The Shroud sample tested with the WAXS technique

What were the results on the Shroud?

The determination of the calibration curve for the WAXS dating technique was published in a first scientific work (https://www.mdpi.com/2571-9408/2/4/171).

Then, the work of dating the Shroud sample was published (https://www.mdpi.com/2571-9408/5/2/47). The comparison of the results obtained on the Shroud sample with the calibration curve obtained from the series of ancient linen samples of different epochs, allowed to date the Shroud, showing that the sheet should have 2000 years of history, overturning the response of the radiocarbon dating, which had indicated the archaeological find as a possible medieval fake. Even the direct comparison of WAXS measurements with those obtained from a sample taken from the fortress of Masada, which fell into the hands of the Romans in 74 AD, with a sample, therefore, that certainly has 2000 years of history, allowed to confirm that the Turin Shroud is also ancient 2000 years, independently of the comparison with the calibration curve.

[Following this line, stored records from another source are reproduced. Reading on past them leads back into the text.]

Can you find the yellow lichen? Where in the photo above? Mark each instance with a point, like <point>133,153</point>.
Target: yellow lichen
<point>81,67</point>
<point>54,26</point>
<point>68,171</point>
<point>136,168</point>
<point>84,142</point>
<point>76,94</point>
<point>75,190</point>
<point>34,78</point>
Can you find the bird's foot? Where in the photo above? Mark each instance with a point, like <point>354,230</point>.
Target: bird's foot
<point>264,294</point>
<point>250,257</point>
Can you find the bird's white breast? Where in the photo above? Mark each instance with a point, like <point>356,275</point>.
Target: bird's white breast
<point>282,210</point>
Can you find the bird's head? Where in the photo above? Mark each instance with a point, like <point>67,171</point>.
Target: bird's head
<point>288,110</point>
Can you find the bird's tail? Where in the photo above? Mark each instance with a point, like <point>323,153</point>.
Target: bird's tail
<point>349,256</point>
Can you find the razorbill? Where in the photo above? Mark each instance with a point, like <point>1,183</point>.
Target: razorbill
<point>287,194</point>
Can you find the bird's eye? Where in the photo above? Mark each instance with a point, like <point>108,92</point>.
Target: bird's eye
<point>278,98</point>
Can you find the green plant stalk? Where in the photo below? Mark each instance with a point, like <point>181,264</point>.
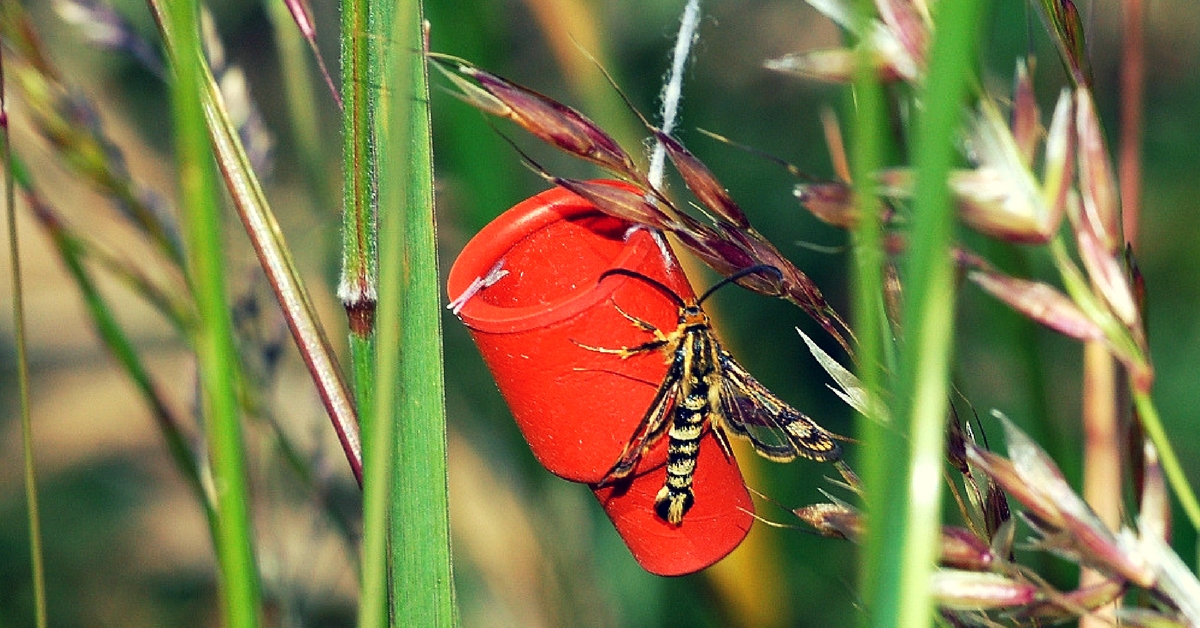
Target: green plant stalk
<point>301,101</point>
<point>411,330</point>
<point>267,238</point>
<point>869,315</point>
<point>358,285</point>
<point>214,345</point>
<point>72,251</point>
<point>904,492</point>
<point>1171,467</point>
<point>27,423</point>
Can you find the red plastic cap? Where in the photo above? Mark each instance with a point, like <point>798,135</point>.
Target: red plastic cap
<point>579,407</point>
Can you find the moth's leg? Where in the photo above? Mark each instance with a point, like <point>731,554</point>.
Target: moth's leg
<point>625,352</point>
<point>641,324</point>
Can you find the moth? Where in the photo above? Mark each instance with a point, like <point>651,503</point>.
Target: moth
<point>706,386</point>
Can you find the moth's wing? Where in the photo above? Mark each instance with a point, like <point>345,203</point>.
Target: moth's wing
<point>777,430</point>
<point>653,425</point>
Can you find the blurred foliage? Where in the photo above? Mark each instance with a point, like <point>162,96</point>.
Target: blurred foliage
<point>100,492</point>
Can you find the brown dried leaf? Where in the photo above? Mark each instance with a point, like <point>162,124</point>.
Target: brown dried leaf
<point>702,183</point>
<point>1041,303</point>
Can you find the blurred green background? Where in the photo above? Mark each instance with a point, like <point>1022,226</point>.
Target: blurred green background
<point>127,546</point>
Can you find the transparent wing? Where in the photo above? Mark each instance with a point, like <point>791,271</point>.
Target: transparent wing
<point>654,424</point>
<point>777,431</point>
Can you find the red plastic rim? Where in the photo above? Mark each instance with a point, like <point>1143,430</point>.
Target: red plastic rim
<point>538,328</point>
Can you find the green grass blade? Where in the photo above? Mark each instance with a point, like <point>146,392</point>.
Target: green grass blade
<point>411,407</point>
<point>215,347</point>
<point>274,256</point>
<point>904,491</point>
<point>358,286</point>
<point>19,335</point>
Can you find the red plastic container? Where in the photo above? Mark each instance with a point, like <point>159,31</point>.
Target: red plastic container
<point>577,407</point>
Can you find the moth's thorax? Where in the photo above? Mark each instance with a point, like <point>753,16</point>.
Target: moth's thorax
<point>693,317</point>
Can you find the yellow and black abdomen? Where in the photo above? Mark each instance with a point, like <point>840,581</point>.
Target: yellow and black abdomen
<point>691,410</point>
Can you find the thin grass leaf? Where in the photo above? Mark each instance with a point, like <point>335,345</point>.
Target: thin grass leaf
<point>215,351</point>
<point>29,467</point>
<point>904,489</point>
<point>274,256</point>
<point>407,569</point>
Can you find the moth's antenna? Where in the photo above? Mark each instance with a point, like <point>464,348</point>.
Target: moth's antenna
<point>751,270</point>
<point>661,287</point>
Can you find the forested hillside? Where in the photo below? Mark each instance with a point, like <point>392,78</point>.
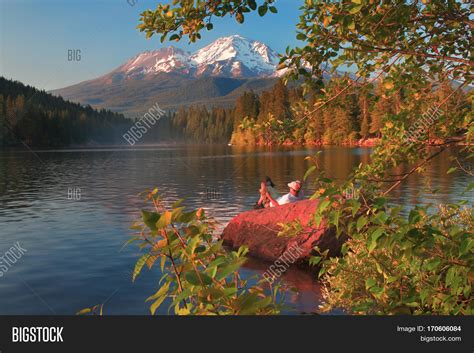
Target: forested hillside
<point>39,119</point>
<point>282,115</point>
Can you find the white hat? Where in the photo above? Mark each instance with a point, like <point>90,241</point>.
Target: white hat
<point>295,185</point>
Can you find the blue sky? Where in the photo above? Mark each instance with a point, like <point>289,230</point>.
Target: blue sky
<point>35,36</point>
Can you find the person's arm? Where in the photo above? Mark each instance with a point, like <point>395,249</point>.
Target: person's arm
<point>272,200</point>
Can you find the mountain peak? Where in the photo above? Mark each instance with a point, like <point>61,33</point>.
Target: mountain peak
<point>231,56</point>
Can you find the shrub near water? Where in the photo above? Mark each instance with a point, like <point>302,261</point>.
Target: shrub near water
<point>199,276</point>
<point>419,265</point>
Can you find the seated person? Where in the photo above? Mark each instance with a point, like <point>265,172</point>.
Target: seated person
<point>294,195</point>
<point>266,187</point>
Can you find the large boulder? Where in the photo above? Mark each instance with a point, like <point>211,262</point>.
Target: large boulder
<point>258,230</point>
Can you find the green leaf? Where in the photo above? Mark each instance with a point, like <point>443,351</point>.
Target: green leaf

Subsequently, a third work was published, to try to reconstruct, based on the determination of the natural aging of linen, where the Shroud might be in its hidden history, before arriving in Europe (https://www.mdpi.com/2078-2489/13/10/458). Indeed, the natural aging of linen depends on the mean secular temperature and relative humidity of the places where the Shroud was preserved. Too hot locations would have accelerated the natural aging of linen too much. Too cold locations would have delayed it. For this reason, by comparing the value of the natural aging of linen measured on the Shroud sample with that calculated for some locations where the Turin Shroud might have been preserved (Jerusalem, Memphis, Beirut, Edessa, Camulia, Constantinople, etc.), based on historical information we have on the acheiropite images of Christ’s face, we can have very interesting historical indications on where the Turin Shroud might have been kept and venerated in the first 13 centuries of Christian history, before its arrival in Europe. For example, if a man lived in Africa, he would have a very tanned skin and the sun, in the long run, would produce deep wrinkles on his face. If the same man lived, instead, at the North Pole, his skin would be much paler and might have lesions due to exposure to very low temperatures. Therefore, by looking at this man’s face, we could make hypotheses on where he lived or is living. Similarly, the level of structural degradation of cellulose varies depending on the geographical region, and this allows us to make concrete hypotheses on the locations where the Shroud might have been kept in the past. In this way, the theoretical analysis of cellulose degradation can become a useful tool for historians, providing them with a tool for verifying the hypotheses advanced.

Finally, the analysis of the structural degradation of cellulose allows us to evaluate whether the archaeological find is preserved in optimal conditions to preserve its integrity in the centuries to come, suggesting values of ambient temperature, composition of controlled atmosphere of any storage lockers, and relative humidity suitable for its conservation.